The incidents are important in the perspective of national politics as well. AMU has traditionally remained against Bharatiya Janata Party (BJP) for its aggressive brand of Hindu nationalist politics and its stand on issues such as the Uniform Civil Code. However, it was important to expose parties such as SP which are opportunistically secular. SP has traditionally enjoyed the support of Muslim voters in UP and it has successfully managed to do so by terrorising them against the threat of ‘communal’ BJP. Before the General elections of 2014 at a time when the prospects of BJP seem quite bright owing to a messed up Congress, the SP chief thought of repeating the same trick. However, the widespread anger against SP in AMU is actually a pointer to the fact that they should not take its Muslim voters for granted.
Coming back to the analyses of the paradigms at AMU it is important to make a critique of the role played by the AMU administration as well. Toeing the line of other s Universities in India, the AMU administration has tried to muzzle the independent students’ voices in the campus. A few weeks back the permission to hold an academic symposium entitled “Aam Aadmi Party: Revolution or Anarchy” organised by Aligarh Activists’ Society, was not granted on the grounds of being a ‘political programme’. The hypocrisy of the University administration stood exposed when they permitted the head of a political party (who is not in any constitutional position) to visit the University campus. The manner in which the University campus was plastered with banners bearing “Welcome Mulayam Singh Yadav” made one wonder if one was walking on the roads of the University or those adjacent to the station and other parts of Aligarh city which are usually abound with banners and hoardings of various political parties.

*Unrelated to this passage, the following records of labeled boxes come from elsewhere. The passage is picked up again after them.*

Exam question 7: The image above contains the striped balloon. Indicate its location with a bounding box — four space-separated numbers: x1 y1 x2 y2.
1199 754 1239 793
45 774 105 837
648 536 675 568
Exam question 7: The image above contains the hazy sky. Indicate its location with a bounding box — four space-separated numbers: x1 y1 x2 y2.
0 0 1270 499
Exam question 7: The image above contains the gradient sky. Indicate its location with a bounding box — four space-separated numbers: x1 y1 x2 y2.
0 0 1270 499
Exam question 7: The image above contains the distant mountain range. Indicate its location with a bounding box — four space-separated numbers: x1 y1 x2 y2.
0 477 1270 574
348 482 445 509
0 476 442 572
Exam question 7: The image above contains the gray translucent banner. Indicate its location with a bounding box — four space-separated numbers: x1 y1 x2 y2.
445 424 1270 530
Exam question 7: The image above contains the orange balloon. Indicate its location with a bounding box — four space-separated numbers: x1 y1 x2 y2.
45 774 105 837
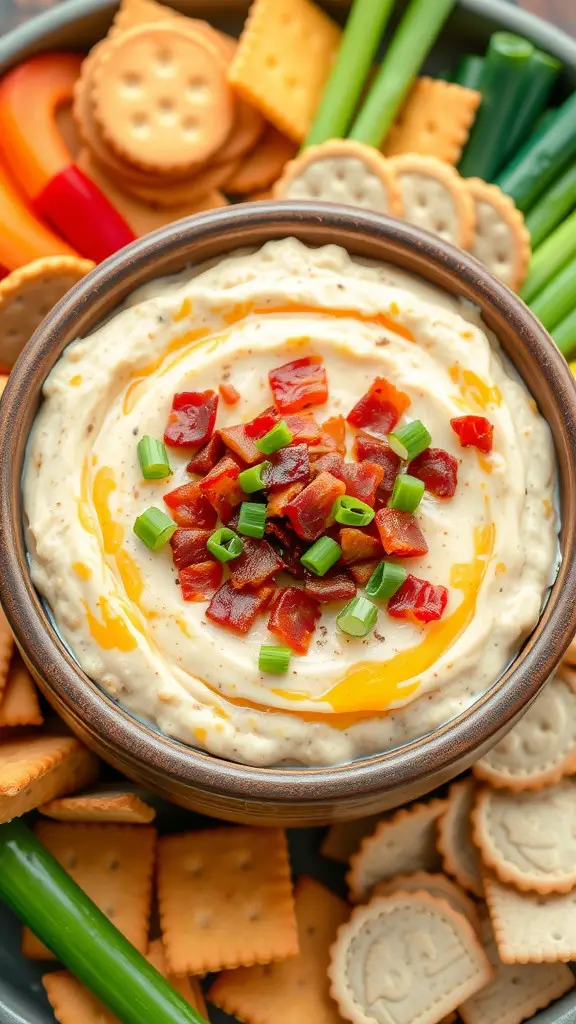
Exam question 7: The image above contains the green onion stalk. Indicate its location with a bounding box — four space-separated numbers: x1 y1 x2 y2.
0 819 206 1024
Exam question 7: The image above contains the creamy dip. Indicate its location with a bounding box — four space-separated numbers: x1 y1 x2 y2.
25 239 558 765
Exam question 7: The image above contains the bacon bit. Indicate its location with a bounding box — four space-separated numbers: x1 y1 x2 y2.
178 560 222 601
187 433 224 476
218 384 241 406
228 537 284 590
199 456 244 523
164 391 218 447
164 483 216 529
170 529 212 569
268 355 328 413
268 587 321 654
304 570 356 603
374 508 428 558
338 526 382 565
406 449 458 498
285 473 346 541
346 377 411 437
387 573 448 623
263 444 310 490
450 416 494 455
206 580 275 634
266 483 304 516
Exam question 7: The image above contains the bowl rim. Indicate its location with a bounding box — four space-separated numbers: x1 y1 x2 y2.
0 203 576 803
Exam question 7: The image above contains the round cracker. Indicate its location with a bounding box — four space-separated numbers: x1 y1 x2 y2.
0 256 94 368
92 22 234 172
388 153 475 249
464 178 531 292
274 139 403 217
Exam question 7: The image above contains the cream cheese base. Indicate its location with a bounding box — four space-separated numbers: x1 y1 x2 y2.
25 239 558 765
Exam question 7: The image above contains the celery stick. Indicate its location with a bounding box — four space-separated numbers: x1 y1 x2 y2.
526 165 576 249
520 210 576 303
304 0 394 146
0 819 206 1024
348 0 456 145
530 257 576 332
552 307 576 360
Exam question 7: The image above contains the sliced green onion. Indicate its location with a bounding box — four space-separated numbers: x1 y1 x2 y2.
136 434 171 480
133 505 176 551
238 502 266 538
206 526 244 562
366 562 408 598
387 420 431 462
387 473 424 512
300 537 342 575
332 495 374 526
238 462 271 495
258 644 292 675
336 597 378 637
255 420 292 455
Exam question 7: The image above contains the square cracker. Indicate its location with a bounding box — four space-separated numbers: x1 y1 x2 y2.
484 872 576 964
228 0 341 142
0 733 98 821
23 821 156 959
208 878 349 1024
158 828 298 974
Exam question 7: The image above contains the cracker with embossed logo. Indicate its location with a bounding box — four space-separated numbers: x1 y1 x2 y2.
472 778 576 893
328 892 493 1024
472 676 576 791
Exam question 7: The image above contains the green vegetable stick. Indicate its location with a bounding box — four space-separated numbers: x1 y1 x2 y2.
552 298 576 359
304 0 394 146
458 32 534 181
526 165 576 249
530 257 576 333
520 210 576 303
496 92 576 211
0 819 206 1024
348 0 456 145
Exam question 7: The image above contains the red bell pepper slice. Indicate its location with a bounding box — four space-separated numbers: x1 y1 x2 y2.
269 355 328 413
206 580 275 634
268 587 321 654
374 508 428 558
178 560 222 601
346 377 411 437
387 573 448 623
450 416 494 455
164 391 218 447
164 483 216 529
406 449 458 498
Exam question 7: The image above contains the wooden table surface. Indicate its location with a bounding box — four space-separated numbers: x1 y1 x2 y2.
0 0 576 36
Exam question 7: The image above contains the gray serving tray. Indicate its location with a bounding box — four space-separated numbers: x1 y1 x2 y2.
0 0 576 1024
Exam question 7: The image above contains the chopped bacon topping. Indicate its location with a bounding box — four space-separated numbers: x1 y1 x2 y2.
268 587 320 654
339 526 382 565
374 508 428 558
178 560 222 601
304 569 356 602
269 355 328 413
164 483 216 529
387 573 448 623
187 434 224 476
228 537 284 590
406 449 458 498
199 456 244 523
206 580 275 634
263 444 310 490
170 529 212 569
285 473 346 541
346 377 410 437
450 416 494 455
164 391 218 447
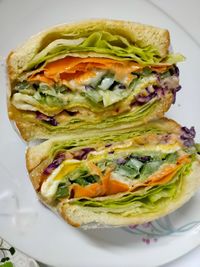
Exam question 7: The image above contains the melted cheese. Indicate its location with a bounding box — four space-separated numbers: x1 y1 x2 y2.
41 142 184 200
41 160 80 200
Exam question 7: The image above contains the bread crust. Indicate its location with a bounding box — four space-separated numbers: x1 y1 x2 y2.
26 118 181 196
7 19 170 82
8 93 173 141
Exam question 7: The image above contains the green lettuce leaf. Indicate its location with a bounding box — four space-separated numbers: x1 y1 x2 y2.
70 163 191 217
28 31 164 70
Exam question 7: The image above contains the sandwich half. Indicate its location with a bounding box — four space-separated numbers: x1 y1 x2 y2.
26 118 200 228
7 20 184 141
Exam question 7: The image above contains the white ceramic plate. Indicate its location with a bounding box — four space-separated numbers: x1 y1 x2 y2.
0 0 200 267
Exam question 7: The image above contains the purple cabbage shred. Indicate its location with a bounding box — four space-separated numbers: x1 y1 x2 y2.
180 126 196 147
44 153 65 174
74 147 95 160
36 111 58 126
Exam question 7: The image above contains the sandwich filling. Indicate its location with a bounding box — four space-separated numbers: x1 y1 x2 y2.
11 31 183 133
32 122 196 210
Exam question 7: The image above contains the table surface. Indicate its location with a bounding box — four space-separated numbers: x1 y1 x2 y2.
40 0 200 267
0 0 200 267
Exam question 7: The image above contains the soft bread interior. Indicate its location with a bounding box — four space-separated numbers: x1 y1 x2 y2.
7 19 170 81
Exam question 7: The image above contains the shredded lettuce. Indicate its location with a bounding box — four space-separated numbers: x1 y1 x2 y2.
70 163 191 217
28 31 164 70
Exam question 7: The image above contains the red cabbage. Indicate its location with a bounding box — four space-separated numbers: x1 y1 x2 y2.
36 111 58 126
180 126 196 147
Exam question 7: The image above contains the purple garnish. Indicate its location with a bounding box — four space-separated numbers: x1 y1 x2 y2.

On an ending note it must be reiterated that it is important to sustain this precedence of students’ activism at AMU. It is the only way here through which the students can reassert their independent identities freeing themselves of their regional loyalties. It must also be proclaimed in clear terms that students’ politics at AMU has always remained politically independent and thus nobody should be permitted to use the campus for their unconvincing political ambitions.